Yesterday, the 2022 Nobel Prize in Physics was announced. It was awarded to John F. Clauser, Alain Aspect, and Anton Zeilinger “for experiments with entangled photons, establishing the violation of Bell inequalities and pioneering quantum information science.” This topic is dear to my heart: the exciting weirdness of quantum physics was one of the most critical factors in choosing to become a physicist. After several people asked me about it, I wondered — why not write a brief post about it? I only hope my simplifications will not result in my physicist friends coming to look for me with torches and pitchforks. So, here we go.

Classical physics posits two principles or axioms: locality and realism. Both of these will seem obvious.

• Locality means that nothing can travel faster than the speed of light (this specific limit is set by relativity; locality only says that there is a limit); thus, things can only be influenced by what’s near them. You cannot be affected by a black hole exploding millions of light years away *today* because it will take millions of years for that information and any consequences to reach you.
  
• Realism means that things exist irrespective of whether we observe them. All physical systems have well-defined properties at all times (e.g., speed, position). Any uncertainty must be due to our lack of knowledge about the system.

Quantum physics seems to violate this. Experimental results (and theoretical predictions) show probabilistic outcomes for identical initial system states, violating realism. Furthermore, it seems like a change in some part of the system affects the rest instantaneously, no matter how far the parts are from each other – also violating locality. When a quantum system with several parts is prepared correctly, the parts can be related to each other in very special ways that cannot be reproduced outside the quantum realm. We call this “entanglement.”

Einstein is famous for having complained about all this (“God does not play dice”), and together with two other scientists (Rosen, Podolsky), a paradox was posited in 1935. First, suppose we prepare a particular system with two parts in a quantum entangled state. Then, assume we separate the two parts, taking them very far away from each other without disturbing them. Lastly, suppose we interact with one of the parts, thereby changing its state. If the consequences of that interaction immediately reached the other part of the system, changing its state (as quantum physics seemed to say), one would be violating locality (and relativity): information would have been transmitted faster than the speed of light.

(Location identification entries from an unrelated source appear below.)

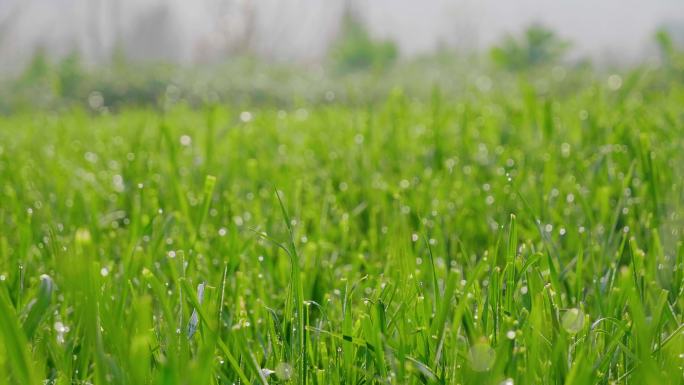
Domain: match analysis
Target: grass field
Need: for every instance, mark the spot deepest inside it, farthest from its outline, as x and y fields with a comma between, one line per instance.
x=508, y=237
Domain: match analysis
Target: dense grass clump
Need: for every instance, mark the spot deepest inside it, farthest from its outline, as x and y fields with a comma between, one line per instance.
x=506, y=237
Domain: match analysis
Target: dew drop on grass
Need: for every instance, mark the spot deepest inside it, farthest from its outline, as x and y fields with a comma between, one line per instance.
x=573, y=320
x=482, y=357
x=283, y=371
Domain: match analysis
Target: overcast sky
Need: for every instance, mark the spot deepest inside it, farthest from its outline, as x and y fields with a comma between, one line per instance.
x=202, y=30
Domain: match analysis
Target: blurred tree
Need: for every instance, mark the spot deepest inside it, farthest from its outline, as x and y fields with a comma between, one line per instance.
x=356, y=50
x=536, y=47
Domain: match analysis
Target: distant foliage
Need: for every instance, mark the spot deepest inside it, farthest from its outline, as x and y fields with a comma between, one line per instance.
x=536, y=47
x=671, y=57
x=356, y=50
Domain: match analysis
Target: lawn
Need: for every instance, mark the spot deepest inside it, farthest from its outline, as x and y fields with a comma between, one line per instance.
x=508, y=236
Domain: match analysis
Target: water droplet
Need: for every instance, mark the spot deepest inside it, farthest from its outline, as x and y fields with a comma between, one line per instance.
x=573, y=320
x=283, y=371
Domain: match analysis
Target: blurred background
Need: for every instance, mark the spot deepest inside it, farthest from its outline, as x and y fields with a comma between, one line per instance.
x=112, y=52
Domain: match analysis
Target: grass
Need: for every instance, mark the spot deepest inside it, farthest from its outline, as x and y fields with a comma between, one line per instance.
x=508, y=237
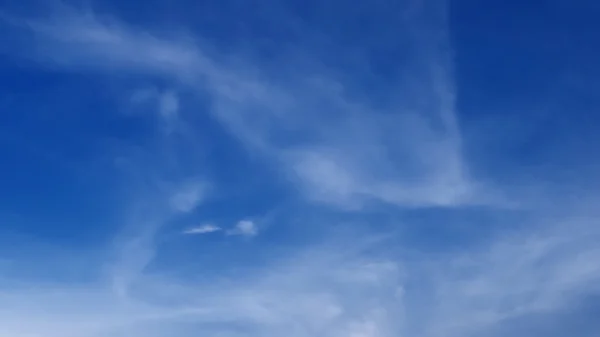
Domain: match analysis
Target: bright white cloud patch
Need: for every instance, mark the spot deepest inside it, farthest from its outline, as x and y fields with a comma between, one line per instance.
x=340, y=150
x=204, y=229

In fact, the paradox only violates locality: for this result to violate relativity, you would need to be able to do something useful immediately with the other part. Unfortunately, since the results are probabilistic, for you to leverage what you know about the other part of the system, you also need to know what you did to the first part. And that information will still be limited by the speed of light constraint (e.g., a phone call).

These scientists resolved the paradox by positing a set of unknown or “hidden” variables. These variables would predetermine the outcome of any interactions with the system, so no information would need to be transmitted. If only you had known the correct variables and told the other person what kind of disturbance you’d effect on the first part, you could have predicted the outcome for both the first and the second part of the system. It simply looks probabilistic because you are missing information. And poof, both realism and localism are back on the table.

Of course, as you may expect, this is not the full story. In 1964, Bell, another scientist, challenged this conclusion mathematically. He derived a set of equations (well, inequalities) that would allow one to test whether this was the case. If there were, in fact, hidden variables that predetermined the outcomes, there are mathematical consequences as to what you can possibly measure when investigating the two-part system. Bell showed that quantum physics’ predictions violated these.

A few years later, in 1972, Clauser experimentally tested Bell’s predictions. It seemed like entanglement was a real thing! Unfortunately, the experiment wasn’t perfect: there were still ways in which these hidden variables could have been real (“loopholes”). Most of the work that came after this served two purposes: 1) to develop the potential of quantum entanglement and information as resources that can be exploited, both theoretically and experimentally (see the 2012 Nobel Prize to Haroche and Wineland), and 2) to close these loopholes and put the quantum weirdness on unshakable ground.

This year’s prize was awarded to crucial scientists in this journey: Clauser, Aspect, and Zeillinger. Their joint achievements rejected the loopholes and showed that entanglement was genuine and that quantum information science had a bright future. Aspect closed the most significant loophole in Clauser’s experiment in 1982, but there were still more. Zeillinger would be the leader in closing other gaps and showing quantum teleportation (which is very exciting, but not what you think) experimentally.

Now you know: quantum physics is both weird and real. But that weirdness is precisely what makes quantum computing and related fields so exciting and powerful.